Novel drugs are desperately needed in the fight against cancer. But what if we could improve survival with older, less expensive drugs—just by changing how and when they’re given? This question inspired Dr. Mary McCormack to spend more than two decades studying adjustments to chemotherapy and radiation therapies for patients with advanced cervical cancer. The idea is that shortening and eliminating gaps in treatment can improve outcomes. Scientists last tried these experiments in the 1990s, but drug companies lacked the profit motive to pursue them. So McCormack, a clinical oncologist at the University College London, did her research on a tighter budget, focusing on already available chemo drugs and compressing the chemo treatment into just six weeks—leaving cancer no time to grow back between rounds—followed immediately by chemoradiotherapy. Her small study in 2008 suggested a better survival rate compared to previous patients who’d received the standard treatment. A larger trial with 500 patients to validate the results took 10 more years. Many questioned if McCormack, hampered by a lack of resources for outreach, coordinators, and patient support outside the U.K., would ever recruit enough patients. “Please, please don’t pull the plug on this,” she remembers urging Cancer Research UK, a group funding her work in 2018. McCormack herself wondered if she could complete the study and felt like quitting but “had to see this through to the end for the patients,” she says.

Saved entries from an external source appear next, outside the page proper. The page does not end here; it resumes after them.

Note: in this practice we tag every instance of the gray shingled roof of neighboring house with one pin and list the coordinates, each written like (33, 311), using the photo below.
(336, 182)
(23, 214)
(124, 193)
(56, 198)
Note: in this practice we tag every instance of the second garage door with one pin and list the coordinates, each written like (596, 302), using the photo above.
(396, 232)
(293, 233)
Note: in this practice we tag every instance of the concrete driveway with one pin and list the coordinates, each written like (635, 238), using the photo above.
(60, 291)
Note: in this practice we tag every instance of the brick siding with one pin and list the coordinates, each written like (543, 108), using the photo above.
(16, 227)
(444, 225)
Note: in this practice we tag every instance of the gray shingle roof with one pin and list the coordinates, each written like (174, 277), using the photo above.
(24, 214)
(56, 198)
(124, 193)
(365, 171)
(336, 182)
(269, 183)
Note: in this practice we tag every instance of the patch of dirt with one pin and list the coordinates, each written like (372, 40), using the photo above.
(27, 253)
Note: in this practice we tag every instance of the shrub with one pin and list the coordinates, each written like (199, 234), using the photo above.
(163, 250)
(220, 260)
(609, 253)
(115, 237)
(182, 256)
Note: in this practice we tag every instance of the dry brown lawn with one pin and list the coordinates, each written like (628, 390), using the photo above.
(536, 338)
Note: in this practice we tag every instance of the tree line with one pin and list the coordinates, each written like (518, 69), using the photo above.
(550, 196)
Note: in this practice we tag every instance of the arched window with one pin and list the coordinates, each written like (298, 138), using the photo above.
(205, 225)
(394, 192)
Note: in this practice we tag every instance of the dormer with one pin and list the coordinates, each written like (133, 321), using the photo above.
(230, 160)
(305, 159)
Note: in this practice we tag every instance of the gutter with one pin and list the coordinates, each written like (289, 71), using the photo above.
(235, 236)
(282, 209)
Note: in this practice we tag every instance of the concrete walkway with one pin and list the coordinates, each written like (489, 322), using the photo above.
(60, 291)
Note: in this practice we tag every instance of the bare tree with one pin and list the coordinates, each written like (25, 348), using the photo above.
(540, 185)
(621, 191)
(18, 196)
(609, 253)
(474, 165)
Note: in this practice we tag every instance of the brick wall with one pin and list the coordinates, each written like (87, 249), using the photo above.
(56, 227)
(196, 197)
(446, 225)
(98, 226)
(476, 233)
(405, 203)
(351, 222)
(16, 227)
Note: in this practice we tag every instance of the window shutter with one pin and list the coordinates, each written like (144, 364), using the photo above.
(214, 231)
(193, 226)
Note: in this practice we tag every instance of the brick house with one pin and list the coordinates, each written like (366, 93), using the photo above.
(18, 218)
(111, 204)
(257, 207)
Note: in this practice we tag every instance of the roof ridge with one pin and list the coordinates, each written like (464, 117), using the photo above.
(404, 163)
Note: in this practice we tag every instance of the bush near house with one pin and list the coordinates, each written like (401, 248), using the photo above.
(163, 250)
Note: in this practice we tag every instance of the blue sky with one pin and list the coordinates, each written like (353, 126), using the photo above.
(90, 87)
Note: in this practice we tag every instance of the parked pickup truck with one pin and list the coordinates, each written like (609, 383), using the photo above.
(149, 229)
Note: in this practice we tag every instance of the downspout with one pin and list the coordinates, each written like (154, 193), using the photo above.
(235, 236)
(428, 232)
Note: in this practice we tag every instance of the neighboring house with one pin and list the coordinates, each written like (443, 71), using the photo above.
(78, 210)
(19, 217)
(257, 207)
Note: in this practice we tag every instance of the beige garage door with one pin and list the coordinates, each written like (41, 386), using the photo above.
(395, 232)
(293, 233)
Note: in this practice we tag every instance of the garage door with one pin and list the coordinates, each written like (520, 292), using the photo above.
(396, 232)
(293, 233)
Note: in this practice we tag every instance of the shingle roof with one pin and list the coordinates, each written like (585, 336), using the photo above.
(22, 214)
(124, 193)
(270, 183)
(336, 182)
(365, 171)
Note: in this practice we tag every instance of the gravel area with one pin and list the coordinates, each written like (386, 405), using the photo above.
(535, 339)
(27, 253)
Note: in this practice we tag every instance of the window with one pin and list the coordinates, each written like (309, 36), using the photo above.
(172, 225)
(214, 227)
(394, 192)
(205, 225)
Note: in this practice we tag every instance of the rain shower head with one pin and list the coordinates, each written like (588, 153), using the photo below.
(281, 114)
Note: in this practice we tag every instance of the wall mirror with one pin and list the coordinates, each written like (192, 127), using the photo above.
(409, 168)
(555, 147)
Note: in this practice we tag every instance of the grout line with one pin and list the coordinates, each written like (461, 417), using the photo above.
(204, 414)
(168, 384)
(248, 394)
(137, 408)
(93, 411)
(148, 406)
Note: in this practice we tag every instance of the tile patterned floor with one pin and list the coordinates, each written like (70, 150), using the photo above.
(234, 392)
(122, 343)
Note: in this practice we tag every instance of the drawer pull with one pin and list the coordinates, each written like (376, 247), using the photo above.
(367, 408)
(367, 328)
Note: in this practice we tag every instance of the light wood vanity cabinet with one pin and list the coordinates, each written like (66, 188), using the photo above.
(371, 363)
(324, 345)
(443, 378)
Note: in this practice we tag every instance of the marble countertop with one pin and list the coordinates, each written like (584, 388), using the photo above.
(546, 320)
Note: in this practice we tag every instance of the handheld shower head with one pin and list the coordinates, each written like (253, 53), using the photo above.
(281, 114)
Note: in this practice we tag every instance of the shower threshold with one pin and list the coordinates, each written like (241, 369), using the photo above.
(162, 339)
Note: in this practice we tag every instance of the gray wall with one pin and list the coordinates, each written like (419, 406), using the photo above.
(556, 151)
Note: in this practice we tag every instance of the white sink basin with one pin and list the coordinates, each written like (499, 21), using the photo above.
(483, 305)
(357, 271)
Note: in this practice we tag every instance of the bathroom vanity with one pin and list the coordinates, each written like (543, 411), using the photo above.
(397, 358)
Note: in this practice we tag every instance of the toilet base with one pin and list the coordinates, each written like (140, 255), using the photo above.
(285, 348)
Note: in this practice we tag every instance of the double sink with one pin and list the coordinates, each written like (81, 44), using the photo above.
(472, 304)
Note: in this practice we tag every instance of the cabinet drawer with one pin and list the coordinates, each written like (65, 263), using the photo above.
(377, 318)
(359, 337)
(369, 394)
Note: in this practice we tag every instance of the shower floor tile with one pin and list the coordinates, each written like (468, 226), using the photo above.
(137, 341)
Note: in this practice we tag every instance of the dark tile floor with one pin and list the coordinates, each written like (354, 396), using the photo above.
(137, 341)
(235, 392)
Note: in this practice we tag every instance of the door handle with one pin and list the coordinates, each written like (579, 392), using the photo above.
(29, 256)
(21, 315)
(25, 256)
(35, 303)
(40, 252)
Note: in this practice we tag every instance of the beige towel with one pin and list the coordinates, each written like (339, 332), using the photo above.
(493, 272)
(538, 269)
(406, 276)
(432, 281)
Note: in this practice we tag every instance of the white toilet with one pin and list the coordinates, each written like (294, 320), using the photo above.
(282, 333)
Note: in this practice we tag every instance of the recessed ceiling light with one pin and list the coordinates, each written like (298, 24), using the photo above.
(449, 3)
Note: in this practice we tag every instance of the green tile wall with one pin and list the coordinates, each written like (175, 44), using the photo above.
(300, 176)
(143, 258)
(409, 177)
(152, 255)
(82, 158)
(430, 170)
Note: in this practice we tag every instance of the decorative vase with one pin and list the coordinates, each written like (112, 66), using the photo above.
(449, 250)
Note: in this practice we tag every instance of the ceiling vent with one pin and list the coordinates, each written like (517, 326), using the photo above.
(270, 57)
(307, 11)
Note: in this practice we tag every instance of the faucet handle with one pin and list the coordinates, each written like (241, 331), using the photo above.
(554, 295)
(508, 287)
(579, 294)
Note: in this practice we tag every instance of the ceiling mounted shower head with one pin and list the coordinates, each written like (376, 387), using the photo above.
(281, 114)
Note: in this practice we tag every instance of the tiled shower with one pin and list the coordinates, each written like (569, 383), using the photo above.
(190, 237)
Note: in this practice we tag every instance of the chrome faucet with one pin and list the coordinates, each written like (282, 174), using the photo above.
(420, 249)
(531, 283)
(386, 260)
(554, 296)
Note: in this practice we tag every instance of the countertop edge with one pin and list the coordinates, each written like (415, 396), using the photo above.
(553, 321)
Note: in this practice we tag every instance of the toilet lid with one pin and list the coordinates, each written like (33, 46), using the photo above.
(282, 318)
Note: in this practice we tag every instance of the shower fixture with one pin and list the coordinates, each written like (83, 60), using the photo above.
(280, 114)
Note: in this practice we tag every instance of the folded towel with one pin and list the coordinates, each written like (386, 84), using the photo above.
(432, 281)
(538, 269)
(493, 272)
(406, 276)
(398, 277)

In October 2024, her persistence paid off: the study finally finished, showing unprecedented benefits. Just by altering the course of treatment, the group with a revised schedule had a 40% reduction in the risk of dying and a 35% reduction in the risk of cancer recurrence over five years, compared to the standard schedule.
With the cheap drugs widely available, her protocol has been adopted by institutions around the world since the study was published. Rethinking how to use what we already had is “a big win for a small investment,” McCormack says.